Monitors can vary lots because of different settings. On top of that different brands. if you have an iPad 2 vs iPad air. Those colours varies as well. Its kind of hopeless really as everyone will have different hardwares to look at the photo. 

As a side note IPS Panels are fantastic to display colours.


----------



## Clark (May 14, 2015)

Yes. I will list tomorrow. I will bump that thread if I find it.
My hands hurt now. sorry.


----------



## SlipperFan (May 14, 2015)

Thanks, David. You did a lot of sleuthing!


----------



## ehanes7612 (May 15, 2015)

eggshells said:


> Monitors can vary lots because of different settings. On top of that different brands. if you have an iPad 2 vs iPad air. Those colours varies as well. Its kind of hopeless really as everyone will have different hardwares to look at the photo.
> 
> As a side note IPS Panels are fantastic to display colours.

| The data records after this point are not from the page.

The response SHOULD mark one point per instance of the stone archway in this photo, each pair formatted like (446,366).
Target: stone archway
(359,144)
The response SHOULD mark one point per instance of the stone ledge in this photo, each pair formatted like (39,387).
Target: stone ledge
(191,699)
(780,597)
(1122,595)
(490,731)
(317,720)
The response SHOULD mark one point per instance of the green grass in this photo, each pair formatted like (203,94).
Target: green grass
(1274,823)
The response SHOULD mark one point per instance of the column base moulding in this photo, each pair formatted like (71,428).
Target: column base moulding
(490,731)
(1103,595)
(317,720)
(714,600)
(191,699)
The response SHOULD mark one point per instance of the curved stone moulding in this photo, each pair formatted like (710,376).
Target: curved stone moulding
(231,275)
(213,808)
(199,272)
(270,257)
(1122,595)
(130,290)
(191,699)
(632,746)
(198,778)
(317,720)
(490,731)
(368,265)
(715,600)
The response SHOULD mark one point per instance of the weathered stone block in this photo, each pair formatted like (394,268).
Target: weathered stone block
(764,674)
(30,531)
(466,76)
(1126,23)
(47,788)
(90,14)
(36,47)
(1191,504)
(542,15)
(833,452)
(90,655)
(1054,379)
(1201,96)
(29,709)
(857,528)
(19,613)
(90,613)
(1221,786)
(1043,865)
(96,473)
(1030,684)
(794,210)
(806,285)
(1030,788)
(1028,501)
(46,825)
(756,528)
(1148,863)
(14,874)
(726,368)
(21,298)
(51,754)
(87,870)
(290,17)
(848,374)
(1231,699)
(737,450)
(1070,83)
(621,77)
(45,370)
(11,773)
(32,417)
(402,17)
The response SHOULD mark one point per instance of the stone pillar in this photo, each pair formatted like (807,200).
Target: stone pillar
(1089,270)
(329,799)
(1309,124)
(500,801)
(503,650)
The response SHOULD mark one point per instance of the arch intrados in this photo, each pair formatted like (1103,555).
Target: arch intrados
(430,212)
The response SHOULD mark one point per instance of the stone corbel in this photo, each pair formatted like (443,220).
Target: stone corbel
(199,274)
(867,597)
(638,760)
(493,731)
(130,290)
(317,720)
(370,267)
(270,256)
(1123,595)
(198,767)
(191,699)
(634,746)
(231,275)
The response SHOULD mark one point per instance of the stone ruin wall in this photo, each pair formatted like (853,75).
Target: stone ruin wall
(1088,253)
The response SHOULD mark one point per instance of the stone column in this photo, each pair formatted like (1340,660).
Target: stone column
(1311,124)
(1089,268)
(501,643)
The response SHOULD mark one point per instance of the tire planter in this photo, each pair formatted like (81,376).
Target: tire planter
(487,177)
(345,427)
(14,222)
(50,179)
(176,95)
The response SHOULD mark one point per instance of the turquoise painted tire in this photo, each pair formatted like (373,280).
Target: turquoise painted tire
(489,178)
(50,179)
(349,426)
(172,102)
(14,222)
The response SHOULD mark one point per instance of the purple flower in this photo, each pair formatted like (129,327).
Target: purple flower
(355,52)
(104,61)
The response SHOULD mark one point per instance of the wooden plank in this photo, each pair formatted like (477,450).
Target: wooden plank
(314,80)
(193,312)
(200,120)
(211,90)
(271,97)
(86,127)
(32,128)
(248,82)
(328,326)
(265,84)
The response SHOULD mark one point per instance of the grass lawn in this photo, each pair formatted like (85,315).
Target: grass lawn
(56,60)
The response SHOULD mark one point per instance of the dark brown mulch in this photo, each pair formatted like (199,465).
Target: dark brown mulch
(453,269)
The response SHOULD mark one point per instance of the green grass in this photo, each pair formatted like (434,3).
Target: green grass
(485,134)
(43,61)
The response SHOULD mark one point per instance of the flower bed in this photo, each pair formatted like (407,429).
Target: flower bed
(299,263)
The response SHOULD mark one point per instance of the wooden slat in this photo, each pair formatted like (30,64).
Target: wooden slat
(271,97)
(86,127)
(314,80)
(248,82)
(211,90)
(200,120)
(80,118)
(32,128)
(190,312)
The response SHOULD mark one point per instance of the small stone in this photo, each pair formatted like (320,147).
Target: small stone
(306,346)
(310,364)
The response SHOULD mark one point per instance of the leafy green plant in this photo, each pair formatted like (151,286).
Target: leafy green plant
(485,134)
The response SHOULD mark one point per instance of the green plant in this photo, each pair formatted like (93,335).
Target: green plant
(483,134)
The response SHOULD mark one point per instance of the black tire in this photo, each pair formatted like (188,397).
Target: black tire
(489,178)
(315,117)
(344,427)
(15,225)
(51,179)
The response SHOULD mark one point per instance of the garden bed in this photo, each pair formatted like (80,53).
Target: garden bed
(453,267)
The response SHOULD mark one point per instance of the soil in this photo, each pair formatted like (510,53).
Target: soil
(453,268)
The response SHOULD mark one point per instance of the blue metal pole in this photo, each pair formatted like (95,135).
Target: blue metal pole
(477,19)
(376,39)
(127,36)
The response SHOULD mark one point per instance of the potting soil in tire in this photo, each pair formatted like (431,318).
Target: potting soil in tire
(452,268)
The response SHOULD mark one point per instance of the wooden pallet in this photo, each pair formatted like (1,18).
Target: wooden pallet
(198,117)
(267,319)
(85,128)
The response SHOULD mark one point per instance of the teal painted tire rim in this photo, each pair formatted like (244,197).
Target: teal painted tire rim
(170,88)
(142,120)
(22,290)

yep, I love my retina display macbook ..perfect color rendition


----------



## Clark (Aug 19, 2015)

http://www.bhphotovideo.com/c/product/838848-REG/Datacolor_S4SSR100_Spyder4_Studio_SR.html

I think sale ends the 30th.
Mine arrives today. Hopefully postmaster did his job.


----------



## NYEric (Aug 19, 2015)

What!? After the issue with the plant package your stuff will be swimming in the Bay!


----------



## Clark (Aug 19, 2015)

It was UPS today. He rings the doorbell, knows how to keep customer happy.


----------



## emydura (Aug 30, 2015)

Clark said:


> http://www.bhphotovideo.com/c/product/838848-REG/Datacolor_S4SSR100_Spyder4_Studio_SR.html
> 
> I think sale ends the 30th.
> Mine arrives today. Hopefully postmaster did his job.



How did this go Clark? Did you find you had to make changes?


----------



## Clark (Aug 31, 2015)

David, I have not used it yet.
My wife and I have been fighting, and this got put on back burner for a few.

No worries mate, I will comment when I know about it.
Thanks David.


----------



## JeanLux (Aug 31, 2015)

Hope the fight was not too hot!! 

Jean


----------



## Clark (Sep 2, 2015)

Thanks Jean.
At my home, it is all about the cold shoulder treatment.
Which is prelude to ice age.

We'll get through it, as soon as we stop acting like children.
Thanks.


----------